They’re comfortable, and they’re familiar, and they’re shaped a little like Cass’ easy smile.
“Doesn’t mean it’s not hard,” Cass says, drawing Luma back into the original conversation and away from the gentle trembling of her heart inside her throat.
“It’s an open invitation,” Luma says. “If you ever want somewhere to go that isn’t—well, if you want somewhere to go where everyone’s your biggest fan.” She pauses, considering. “Or if you’re starving, because you’ll probably get seventeen helpings before my mom’s satisfied that you’ll survive to see sunrise.”
Cass is no longer looking at Luma; her shoulders are drawn forward, curled into herself, and she’s small and coiled and utterly silent. “It’s also not an obligation,” Luma says. “I know my parents can be—a lot, and I know they ask way too many questions sometimes, and just because they mean well doesn’t make them…easy, always. Trust me, I get that.”

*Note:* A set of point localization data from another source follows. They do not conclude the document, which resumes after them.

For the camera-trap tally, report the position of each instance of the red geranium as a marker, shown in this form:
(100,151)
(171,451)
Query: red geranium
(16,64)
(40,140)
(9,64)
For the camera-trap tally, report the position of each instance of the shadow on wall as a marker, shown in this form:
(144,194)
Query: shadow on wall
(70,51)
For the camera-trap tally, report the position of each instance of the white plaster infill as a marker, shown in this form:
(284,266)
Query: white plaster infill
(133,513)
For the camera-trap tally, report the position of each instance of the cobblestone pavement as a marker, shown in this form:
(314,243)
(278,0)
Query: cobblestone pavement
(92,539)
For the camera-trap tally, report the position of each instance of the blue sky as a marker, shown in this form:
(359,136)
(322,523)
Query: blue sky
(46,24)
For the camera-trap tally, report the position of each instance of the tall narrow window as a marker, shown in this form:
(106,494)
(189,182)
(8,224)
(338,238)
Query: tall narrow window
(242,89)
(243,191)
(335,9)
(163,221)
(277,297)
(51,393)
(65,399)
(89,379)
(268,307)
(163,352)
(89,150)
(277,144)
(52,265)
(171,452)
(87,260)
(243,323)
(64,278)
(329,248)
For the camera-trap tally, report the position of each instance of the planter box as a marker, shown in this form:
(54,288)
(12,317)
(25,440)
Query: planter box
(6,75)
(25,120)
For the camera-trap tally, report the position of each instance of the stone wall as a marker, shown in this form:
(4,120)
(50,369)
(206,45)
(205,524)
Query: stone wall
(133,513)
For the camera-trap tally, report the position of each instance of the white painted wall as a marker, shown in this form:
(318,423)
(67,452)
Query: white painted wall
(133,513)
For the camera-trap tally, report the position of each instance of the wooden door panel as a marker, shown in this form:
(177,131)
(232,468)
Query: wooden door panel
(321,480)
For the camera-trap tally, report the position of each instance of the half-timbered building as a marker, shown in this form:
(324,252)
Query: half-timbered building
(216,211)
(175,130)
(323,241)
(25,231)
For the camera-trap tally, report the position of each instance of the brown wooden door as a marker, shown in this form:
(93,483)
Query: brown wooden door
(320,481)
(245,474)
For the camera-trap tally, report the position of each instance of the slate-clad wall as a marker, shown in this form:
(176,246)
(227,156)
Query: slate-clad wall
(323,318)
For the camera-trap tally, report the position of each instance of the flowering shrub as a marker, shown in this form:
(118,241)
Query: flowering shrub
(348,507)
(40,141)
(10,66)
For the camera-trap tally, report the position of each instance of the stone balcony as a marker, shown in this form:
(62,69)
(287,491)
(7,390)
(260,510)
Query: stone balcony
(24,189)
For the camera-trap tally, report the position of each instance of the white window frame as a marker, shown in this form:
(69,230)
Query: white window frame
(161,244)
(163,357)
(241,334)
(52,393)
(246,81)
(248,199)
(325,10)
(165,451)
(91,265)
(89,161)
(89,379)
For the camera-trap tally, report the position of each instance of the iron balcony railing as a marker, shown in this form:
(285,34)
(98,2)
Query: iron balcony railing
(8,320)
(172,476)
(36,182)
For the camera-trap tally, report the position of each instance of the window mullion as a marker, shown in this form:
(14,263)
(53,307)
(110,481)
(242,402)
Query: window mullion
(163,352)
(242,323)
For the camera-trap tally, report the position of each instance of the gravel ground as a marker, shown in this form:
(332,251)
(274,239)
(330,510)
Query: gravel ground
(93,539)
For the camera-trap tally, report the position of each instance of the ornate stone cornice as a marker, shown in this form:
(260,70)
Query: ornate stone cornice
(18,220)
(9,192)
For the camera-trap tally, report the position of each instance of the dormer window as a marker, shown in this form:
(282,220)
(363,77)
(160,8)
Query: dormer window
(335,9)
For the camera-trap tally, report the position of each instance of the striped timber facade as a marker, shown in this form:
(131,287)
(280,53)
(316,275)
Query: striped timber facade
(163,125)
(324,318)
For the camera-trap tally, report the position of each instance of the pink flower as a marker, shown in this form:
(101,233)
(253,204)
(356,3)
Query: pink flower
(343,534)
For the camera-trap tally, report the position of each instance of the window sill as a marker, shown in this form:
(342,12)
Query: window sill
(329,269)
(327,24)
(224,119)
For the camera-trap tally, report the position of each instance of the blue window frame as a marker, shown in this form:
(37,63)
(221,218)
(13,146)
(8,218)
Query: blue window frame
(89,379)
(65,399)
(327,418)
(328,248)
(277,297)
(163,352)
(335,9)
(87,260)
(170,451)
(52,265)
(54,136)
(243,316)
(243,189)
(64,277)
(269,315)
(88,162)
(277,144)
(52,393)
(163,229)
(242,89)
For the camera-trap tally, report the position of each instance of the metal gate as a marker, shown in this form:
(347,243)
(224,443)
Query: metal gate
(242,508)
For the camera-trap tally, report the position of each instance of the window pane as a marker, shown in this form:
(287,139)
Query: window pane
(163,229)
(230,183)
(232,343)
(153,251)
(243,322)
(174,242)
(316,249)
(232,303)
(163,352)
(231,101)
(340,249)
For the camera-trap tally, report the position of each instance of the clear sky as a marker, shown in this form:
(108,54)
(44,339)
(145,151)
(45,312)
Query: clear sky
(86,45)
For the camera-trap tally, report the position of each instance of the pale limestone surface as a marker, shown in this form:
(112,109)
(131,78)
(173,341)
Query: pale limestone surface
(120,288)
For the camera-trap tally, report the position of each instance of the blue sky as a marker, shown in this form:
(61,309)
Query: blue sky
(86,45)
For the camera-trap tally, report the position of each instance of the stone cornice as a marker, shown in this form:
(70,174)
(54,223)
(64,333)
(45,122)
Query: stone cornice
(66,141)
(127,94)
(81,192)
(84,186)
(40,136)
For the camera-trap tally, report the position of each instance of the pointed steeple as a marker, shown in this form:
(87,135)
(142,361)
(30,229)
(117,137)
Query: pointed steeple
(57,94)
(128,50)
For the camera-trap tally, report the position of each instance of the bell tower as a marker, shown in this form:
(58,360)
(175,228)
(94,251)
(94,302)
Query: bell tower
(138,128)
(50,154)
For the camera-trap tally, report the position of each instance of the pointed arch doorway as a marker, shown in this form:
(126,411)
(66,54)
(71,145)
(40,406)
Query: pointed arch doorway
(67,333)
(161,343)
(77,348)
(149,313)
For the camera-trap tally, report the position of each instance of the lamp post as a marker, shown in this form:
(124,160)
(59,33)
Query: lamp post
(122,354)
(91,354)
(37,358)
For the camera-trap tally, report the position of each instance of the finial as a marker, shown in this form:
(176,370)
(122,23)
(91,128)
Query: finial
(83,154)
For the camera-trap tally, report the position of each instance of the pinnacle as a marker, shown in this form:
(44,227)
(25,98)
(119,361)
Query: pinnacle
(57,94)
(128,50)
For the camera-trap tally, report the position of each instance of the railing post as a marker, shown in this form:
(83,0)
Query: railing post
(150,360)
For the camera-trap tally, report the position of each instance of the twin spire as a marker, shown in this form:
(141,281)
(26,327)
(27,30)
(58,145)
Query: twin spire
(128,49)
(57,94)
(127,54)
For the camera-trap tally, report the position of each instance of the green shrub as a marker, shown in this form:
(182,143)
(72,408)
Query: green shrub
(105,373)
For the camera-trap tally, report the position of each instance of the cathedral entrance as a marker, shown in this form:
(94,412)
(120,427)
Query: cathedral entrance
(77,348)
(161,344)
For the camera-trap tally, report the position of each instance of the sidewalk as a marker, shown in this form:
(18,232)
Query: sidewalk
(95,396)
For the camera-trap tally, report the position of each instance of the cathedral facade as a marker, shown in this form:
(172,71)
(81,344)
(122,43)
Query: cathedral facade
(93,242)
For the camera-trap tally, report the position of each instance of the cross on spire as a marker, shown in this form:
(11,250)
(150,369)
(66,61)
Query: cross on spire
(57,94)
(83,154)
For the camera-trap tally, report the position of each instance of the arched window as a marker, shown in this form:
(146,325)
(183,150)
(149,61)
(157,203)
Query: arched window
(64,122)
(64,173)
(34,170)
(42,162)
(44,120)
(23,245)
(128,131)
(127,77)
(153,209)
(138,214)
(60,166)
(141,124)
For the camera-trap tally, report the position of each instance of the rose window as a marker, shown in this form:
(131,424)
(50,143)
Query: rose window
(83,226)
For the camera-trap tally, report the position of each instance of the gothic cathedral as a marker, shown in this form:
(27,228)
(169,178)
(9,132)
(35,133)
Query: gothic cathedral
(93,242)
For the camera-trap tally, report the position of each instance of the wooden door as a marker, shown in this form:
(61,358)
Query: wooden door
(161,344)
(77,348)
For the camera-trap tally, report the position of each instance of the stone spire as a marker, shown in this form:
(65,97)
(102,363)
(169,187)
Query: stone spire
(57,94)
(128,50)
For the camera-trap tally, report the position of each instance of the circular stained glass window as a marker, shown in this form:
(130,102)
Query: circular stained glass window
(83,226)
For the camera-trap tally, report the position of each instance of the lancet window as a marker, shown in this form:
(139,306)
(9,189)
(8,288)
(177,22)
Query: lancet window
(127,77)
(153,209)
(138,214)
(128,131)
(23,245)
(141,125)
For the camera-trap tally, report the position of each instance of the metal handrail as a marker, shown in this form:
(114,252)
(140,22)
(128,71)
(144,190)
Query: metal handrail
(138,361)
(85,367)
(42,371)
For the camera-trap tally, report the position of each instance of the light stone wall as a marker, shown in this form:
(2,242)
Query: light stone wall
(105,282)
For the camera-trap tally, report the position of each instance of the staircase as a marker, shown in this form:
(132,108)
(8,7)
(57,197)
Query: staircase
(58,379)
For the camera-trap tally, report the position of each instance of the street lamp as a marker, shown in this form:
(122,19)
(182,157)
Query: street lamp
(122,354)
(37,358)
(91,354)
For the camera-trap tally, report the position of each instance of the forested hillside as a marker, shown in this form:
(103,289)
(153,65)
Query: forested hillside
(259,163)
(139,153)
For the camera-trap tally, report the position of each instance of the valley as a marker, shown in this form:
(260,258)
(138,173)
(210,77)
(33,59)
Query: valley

“You don’t need to…” Cass mumbles, her eyes firmly fixed on the pillow. The pillowcase her mom sewed for Luma when she was barely nine, while she watched with wide, wide eyes and eager hands, a million possibilities unveiled with a single stitch. It’s light purple, a perfect reflection of the strands of Cass’ hair that have become a gentle lavender in recent weeks. (They’ve all been a little distracted.)
“It’s an ‘I want’,” Luma says, watching Cass tighten her jaw against whatever it was she’d almost said next. “It’s not an ‘I need’.” There’s a beat before she adds, “I’m not joking about my dad, by the way. I really think he might be running the Raft City chapter of your fan club.”
It makes Cass exhale something almost like a laugh—sheepish and uncertain and sincere. “That’s not a thing,” she says.
“Babe, it is absolutely a thing. I’m pretty sure they have weekly potlucks in your honor.” She shares her view of the site with Cass—maybe a little too quickly for someone who definitely, totally, absolutely didn’t have it bookmarked—and watches with amusement the bewilderment-horror-delight-mortification-pride mixture that battles its way across Cass’ face.
She slides an affectionate thumb over Cass’ now-warm cheek as Cass begins to unfurl.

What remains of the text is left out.